The fact that this particular person is shown disrespect is nothing new. Attempt to search back (with the lack of a obit category) on similar stories previously posted. You'll see a trollfest far greater than you have here.
Sad, but a true statement of the way things are here.
Some sample writing (Score:2)
He didn't have any books in the current batch of books in the Baen Free Library, but there are a few Borderlands of Science columns at Baen.com [baen.com]
Plup rags? (Score:1)
I wouldn't exactly call Analog a "plup rag".
Re:Plup rags? (Score:1)
My very best to Nancy Kress, his widow (Score:1, Interesting)

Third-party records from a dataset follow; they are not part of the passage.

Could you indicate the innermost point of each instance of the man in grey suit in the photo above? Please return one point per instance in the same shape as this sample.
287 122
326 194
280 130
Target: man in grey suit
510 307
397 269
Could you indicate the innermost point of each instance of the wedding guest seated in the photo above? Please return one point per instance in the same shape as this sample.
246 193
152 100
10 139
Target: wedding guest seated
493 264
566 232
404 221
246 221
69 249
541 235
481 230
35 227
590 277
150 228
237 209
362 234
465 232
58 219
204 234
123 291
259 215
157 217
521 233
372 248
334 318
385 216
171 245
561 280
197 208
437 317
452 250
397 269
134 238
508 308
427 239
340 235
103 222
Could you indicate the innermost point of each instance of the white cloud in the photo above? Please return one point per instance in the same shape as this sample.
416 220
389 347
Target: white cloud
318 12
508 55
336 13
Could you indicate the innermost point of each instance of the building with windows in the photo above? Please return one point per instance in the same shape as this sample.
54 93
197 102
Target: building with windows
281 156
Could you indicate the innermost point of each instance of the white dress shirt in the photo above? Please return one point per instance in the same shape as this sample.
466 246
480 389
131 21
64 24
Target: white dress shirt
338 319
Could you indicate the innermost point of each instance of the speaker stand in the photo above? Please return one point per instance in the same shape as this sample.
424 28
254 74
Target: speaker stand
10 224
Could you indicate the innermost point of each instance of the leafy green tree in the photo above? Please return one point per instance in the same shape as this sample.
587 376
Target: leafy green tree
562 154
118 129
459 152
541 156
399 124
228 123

RIP: Charles Sheffield (Score:1)
I've been a sf fan over 35 years now- since I was 10, and since the late '70s Charles Sheffield's work has been a constant favorite. I first became aware of his stories reading Analog- he had several of his early novels serialized [Proteus Unbound, Between the Strokes of Night], and quite a few shorter length works [the individual Trader's World & McAndrew stories] in it during early years of his career
Having read almost all of his sf titles, I unequivocally state that Sheffield offered a rare blend of unique extrapolations of current science & technology with interesting & well-paced plots.

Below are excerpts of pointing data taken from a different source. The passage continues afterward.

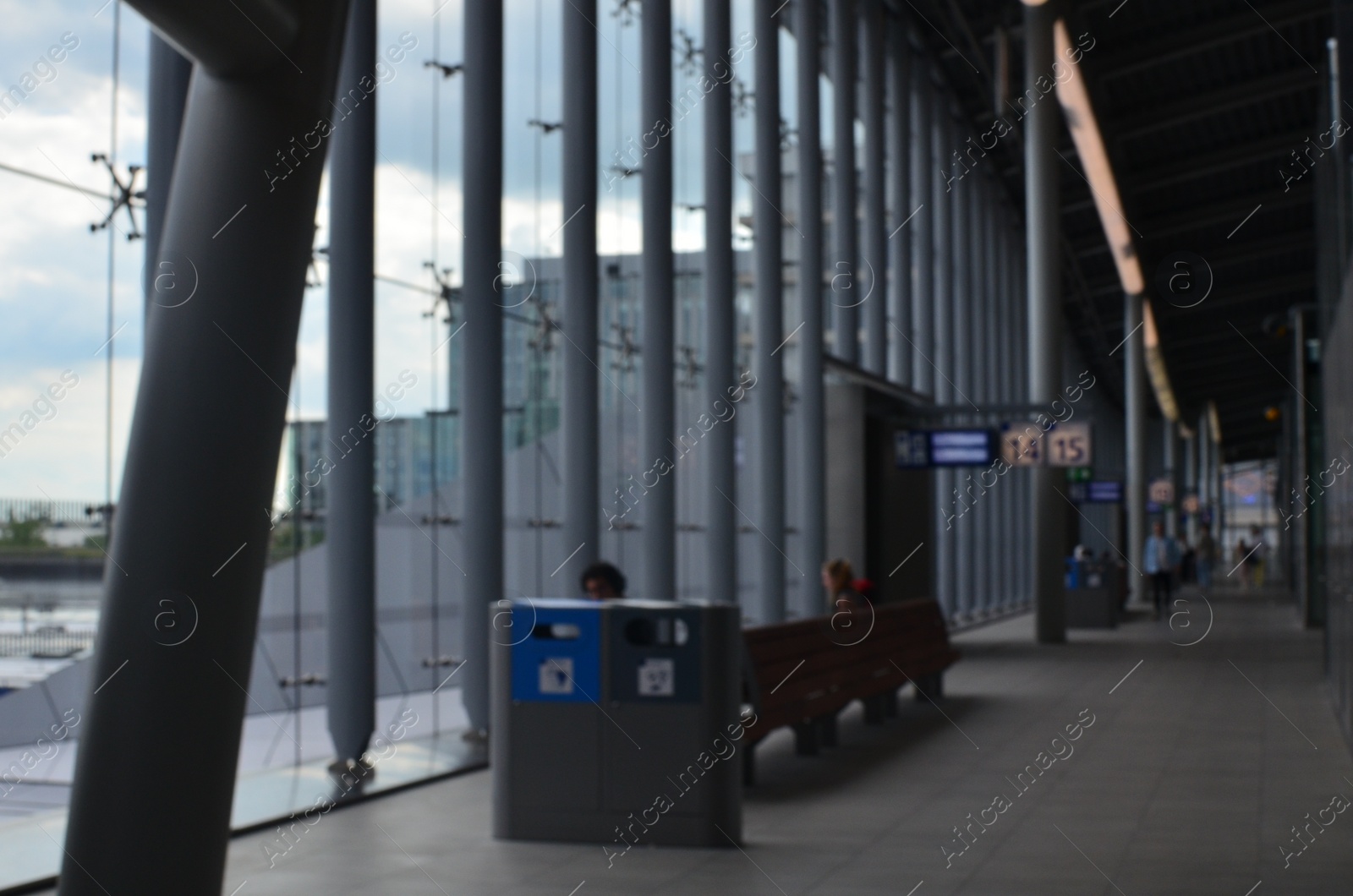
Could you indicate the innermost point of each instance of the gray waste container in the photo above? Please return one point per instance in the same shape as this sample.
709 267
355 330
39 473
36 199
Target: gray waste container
617 723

I was lucky enough to meet & talk with him at a number of east cost sf cons over the last few years, at which he was a regular panelist and reader. Impressive, to say the least. If you like any kind of science-y sf, then I recommend you read any Sheffield you can get your mitts on!
My sympathies to his family, friends and fans.
silent lurker
Dismay (Score:1)
Not since Heinlein has there been an author who so successfully pulled off the "SF for teenagers" sub-genre. Sure the plots were re-hashes, or, more charitably, tributes, but darn it they were good clean fun. Well plotted, characters you cared about, and great settings - you can't ask for more than that.
So long Doc. I'll miss you.
This is extremely sad news! (Score:2)
My thoughts and prayers go out to his family.